Chapter 5 Databases
This chapter provides a quick overview of some of the main sources of free patent data. It is intended for quick reference and points to some free tools for accessing patent databases that you may not be familiar with.
It goes without saying that getting access to patent data in the first place is fundamental to patent analysis. There are quite a few free services out there and we will highlight some of the important ones. Most free sources have particular strengths or weaknesses such as the number of records that can be downloaded, the data fields that can be queried, the format the data comes back in or how
clean data is in terms of the hours required to prepare for analysis. We won’t go into all of the details that but will provide some basic pointers.
5.2 The Databases
5.2.1 The Lens
Previously known as the Patent Lens this is a well designed site with quite a few visualisation options and access to sequence data. It is possible to search the title, abstract, description and claims of patent documents and create and share data in collections. In 2015 the ability to download up to 10,000 records at a time was added. When combined with interactive charts that allow the user to drill down into results set, this has transformed the Lens into a very useful and innovative database and visualization tool.
The WIPO Patentscope database provides access to Patent Cooperation Treaty data including downloads of a selection of fields (up to 10,000 records), a very useful search expansion translation tool, and translation.
Obtaining sequence data from Patentscope. Note that this rapidly becomes gigabytes of data.
Probably the best known free patent database from the European Patent Office.
For readers in Latin America (or Spain & Portugal) LATIPAT is a very useful resource.
5.2.5 EPO Open Patent Services
Access patent data through the EPO Application Programming Interface (API) free of charge. Requires programming knowledge.
The developer portal allows you to test your API queries and is recommended.
5.2.6 USPTO Patents View
The USPTO main database search page can reasonably be described as well… old. In 2016 the USPTO team initiated an Open Data and Mobility initiative that opens up USPTO patent and trademark data. The new Open Date Portal is still in Beta but provides an insight into things to come.

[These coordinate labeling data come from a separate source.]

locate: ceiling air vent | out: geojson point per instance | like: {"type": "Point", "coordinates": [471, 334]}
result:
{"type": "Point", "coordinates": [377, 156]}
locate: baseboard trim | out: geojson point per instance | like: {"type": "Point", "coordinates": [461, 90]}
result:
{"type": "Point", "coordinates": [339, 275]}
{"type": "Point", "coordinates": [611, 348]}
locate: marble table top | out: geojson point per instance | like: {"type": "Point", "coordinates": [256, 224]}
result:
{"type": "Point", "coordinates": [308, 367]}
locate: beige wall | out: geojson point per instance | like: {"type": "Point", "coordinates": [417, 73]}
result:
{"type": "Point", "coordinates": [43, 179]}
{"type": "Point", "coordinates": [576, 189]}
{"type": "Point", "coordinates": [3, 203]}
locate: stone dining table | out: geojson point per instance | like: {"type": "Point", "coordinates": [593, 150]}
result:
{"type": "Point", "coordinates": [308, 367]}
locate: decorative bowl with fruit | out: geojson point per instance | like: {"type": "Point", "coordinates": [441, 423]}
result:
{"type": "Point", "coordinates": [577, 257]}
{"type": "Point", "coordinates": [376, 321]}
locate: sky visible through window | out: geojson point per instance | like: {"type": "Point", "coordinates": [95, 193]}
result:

As part of the shift to open data the USPTO has established an external Patents View for free searches and bulk downloads. If simple searching does not meet your needs, or the bulk options are too overwhelming, then the new JSON API service is likely to meet your needs. The services are still in beta but this is a very exciting development for those who need greater levels of access to patent data or access to specific data fields.
5.2.7 Google Patents
In the free version of the Google Custom Search API data retrieval is limited and the patent field headings are unclear (that is they use non-standard names). For free patent analytics, Google Custom Search is presently of very limited use.
5.2.8 Google Prior Art Finder
The Google Prior Art Finder is a relatively recent development that allows you to enter search terms or patent numbers and to view and export results.
The results include a Top Ten and are broken down into sections including Google Scholar, Patents etc.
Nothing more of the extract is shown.